That was exactly my first thought, however, because I had already been intending to blog about an article on global warming and coffee by Orange's own Dean Cycon of Dean's Beans coffee. The article, Will Coffee Be a Casualty of Climate Change, focuses on the changes that highland coffee farmers in Colombia have already noticed. (I have to admit that my second thought was about the possibility of pipes freezing at the coffee company, possibly delaying my latest order of Ethiopian coffee!)
Almost all of the world's coffee grows in a "coffee belt" between the Tropic of Cancer and the Tropic of Capricorn, where temperature, day length, and sun angle remain relatively constant throughout the year.

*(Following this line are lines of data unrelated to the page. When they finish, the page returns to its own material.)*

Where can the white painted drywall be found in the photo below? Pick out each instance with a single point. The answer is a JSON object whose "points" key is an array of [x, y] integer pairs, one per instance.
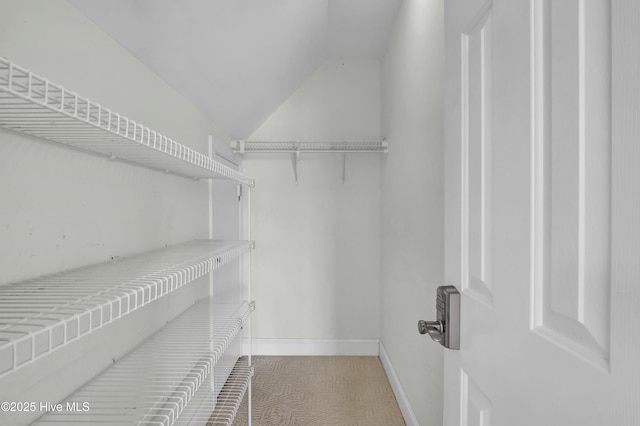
{"points": [[62, 209], [316, 264], [412, 201]]}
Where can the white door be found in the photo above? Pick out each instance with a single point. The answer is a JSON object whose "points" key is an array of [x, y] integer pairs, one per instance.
{"points": [[543, 211]]}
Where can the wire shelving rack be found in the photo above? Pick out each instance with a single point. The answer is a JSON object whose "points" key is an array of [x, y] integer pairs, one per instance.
{"points": [[154, 384], [34, 105], [44, 314]]}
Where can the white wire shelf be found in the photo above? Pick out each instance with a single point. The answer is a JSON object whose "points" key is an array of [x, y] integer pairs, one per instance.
{"points": [[44, 314], [246, 147], [33, 105], [154, 384], [225, 407]]}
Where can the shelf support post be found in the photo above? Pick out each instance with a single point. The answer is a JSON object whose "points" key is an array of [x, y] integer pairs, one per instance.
{"points": [[295, 157]]}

Not every place within that belt is suitable for coffee, though, because lowland areas are too hot and highlands too cold. For the finest coffees, the "Mama Bear" happy medium is generally found between 4,000 and 6,000 feet or so, toward the upper end of the altitudinal zone known in Latin America as Tierra Templada. In Nicaragua, for example, the frequent presence of clouds at this elevation results in cloud forests that create ideal conditions for shade-grown coffee.

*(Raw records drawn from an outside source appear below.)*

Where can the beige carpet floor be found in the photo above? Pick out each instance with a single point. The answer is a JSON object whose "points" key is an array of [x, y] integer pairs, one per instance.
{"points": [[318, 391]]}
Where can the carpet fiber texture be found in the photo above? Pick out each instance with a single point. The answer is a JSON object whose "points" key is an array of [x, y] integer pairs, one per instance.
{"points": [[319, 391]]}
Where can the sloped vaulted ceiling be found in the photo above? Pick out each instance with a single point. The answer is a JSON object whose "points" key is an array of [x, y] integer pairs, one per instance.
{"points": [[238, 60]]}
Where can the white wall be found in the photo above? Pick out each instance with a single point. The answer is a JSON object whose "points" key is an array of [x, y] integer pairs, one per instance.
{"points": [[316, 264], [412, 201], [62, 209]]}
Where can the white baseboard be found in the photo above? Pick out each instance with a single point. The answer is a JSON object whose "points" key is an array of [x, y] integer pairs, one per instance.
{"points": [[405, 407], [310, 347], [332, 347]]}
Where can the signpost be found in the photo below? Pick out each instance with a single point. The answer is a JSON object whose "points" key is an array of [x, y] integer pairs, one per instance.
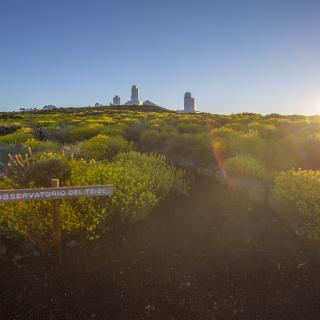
{"points": [[55, 193]]}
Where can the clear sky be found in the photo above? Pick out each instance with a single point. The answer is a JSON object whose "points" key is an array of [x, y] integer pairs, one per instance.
{"points": [[233, 55]]}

In certain very tall mountains, warming temperatures tend to shift the zones upward, and if this happens gradually enough, perhaps coffee can be cultivated in new areas. The changes may be too rapid for this to take place, of course, and an important hypsometric reality is that less land is available at higher elevations. In fact, many of the mountains of Central American coffeelands are not much taller than 6,000 feet, so that any upward movement of the coffee zone would be literally into thin air.